Punjab's Senior Minister Marriyum Aurangzeb told reporters in the provincial capital Lahore that nearly half a million people have already been evacuated from different districts.
It is for the first time in the country's 78-year history that the three eastern rivers – Chenab, Ravi, Sutlej – have overflown simultaneously, inundating over 2,000 villages and affecting more than 1.5 million people so far.
Aurangzeb said that some 500 camps across the province have been set up to provide shelter to the affected people.
Footage aired on local broadcaster Geo News showed rescuers rescuing people taking shelter on rooftops and even on trees in the flood-stricken areas in Kasur district.
Another footage showed rescuers, through megaphones, asking the residents living near river banks and low-lying areas to evacuate.
In Multan, which is likely to be hit by the raging floods on Sunday, the administration has set a target of relocating 300,000 residents to safer locations by Saturday night.

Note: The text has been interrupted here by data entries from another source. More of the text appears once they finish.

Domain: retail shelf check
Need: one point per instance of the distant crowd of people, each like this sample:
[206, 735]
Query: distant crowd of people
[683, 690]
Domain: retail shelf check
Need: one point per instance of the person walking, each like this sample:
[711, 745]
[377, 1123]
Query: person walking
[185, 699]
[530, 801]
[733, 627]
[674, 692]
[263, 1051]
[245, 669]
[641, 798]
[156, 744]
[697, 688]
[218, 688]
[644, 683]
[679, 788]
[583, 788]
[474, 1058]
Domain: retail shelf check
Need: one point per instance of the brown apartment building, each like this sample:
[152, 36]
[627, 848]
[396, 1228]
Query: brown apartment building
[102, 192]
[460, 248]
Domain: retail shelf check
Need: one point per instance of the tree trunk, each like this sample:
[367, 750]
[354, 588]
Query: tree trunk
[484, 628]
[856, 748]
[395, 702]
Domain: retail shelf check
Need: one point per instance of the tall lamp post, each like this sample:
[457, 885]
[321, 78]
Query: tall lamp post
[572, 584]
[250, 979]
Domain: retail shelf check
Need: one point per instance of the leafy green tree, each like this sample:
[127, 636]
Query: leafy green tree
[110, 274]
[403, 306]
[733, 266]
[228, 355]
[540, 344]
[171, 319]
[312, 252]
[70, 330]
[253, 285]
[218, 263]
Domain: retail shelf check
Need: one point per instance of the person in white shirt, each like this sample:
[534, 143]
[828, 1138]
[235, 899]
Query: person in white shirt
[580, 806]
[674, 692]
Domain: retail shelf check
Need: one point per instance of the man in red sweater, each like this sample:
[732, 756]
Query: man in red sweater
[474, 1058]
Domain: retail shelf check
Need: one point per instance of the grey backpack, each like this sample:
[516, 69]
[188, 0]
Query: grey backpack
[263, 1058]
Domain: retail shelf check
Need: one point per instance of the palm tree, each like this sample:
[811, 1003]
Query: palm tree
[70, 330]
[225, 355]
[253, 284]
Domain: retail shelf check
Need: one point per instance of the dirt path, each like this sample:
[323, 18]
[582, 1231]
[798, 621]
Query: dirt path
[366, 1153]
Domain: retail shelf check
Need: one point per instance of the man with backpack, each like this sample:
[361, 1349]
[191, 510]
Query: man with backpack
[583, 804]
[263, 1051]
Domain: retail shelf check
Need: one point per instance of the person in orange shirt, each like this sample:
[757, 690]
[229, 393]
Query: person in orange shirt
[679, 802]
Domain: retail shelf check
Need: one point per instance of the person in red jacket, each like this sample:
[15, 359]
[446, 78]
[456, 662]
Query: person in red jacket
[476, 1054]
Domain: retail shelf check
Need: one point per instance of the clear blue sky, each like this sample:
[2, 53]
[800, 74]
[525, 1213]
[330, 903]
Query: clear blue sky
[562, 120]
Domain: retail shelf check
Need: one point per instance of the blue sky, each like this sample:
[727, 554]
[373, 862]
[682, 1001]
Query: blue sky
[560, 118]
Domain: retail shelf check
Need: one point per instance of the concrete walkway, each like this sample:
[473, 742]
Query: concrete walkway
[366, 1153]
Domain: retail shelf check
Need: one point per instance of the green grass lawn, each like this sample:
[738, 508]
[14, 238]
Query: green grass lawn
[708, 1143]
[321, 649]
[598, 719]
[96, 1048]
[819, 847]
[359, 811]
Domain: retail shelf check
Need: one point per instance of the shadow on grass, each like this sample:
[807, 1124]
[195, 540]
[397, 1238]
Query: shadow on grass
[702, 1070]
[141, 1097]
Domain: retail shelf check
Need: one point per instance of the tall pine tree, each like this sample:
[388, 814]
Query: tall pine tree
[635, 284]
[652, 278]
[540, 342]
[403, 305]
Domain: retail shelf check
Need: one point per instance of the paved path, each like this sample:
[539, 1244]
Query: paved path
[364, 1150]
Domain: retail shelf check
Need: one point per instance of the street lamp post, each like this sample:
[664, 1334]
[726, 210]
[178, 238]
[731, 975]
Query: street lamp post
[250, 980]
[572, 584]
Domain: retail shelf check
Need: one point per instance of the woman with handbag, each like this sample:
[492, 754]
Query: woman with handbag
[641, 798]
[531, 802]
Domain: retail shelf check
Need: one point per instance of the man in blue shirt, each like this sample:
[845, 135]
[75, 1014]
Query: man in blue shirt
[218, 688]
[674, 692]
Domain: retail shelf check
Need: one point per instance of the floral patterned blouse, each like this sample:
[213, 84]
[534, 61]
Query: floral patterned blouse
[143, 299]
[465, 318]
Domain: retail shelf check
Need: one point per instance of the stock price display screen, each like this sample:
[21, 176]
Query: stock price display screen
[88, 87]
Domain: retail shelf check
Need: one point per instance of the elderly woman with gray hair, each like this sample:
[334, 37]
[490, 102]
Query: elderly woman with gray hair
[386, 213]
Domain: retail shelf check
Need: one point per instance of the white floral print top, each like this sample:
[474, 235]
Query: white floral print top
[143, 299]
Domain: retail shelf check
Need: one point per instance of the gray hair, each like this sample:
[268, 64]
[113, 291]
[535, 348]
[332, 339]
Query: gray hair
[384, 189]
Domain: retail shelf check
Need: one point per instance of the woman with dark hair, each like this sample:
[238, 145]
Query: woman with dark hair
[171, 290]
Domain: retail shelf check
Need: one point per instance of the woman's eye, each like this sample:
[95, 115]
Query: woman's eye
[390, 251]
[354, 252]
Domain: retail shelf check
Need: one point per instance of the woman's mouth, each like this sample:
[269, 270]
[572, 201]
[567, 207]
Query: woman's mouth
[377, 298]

Authorities in southern Sindh province have urged the residents living downstream to get ready for mandatory evacuations as the Indus River is likely to flow in high flood next week.
"We have put the people and authorities on high alert as the floodwaters from the three rivers are coming to Indus River," Jam Khan Shoro, a provincial minister, who is overseeing the relief activities in Sindh, told reporters.
The latest floods are seen as the worst after the 2022 catastrophic deluges that inundated a third of the country, aside from killing over 1,700 people and causing whopping $32 billion losses in infrastructure, according to government statistics.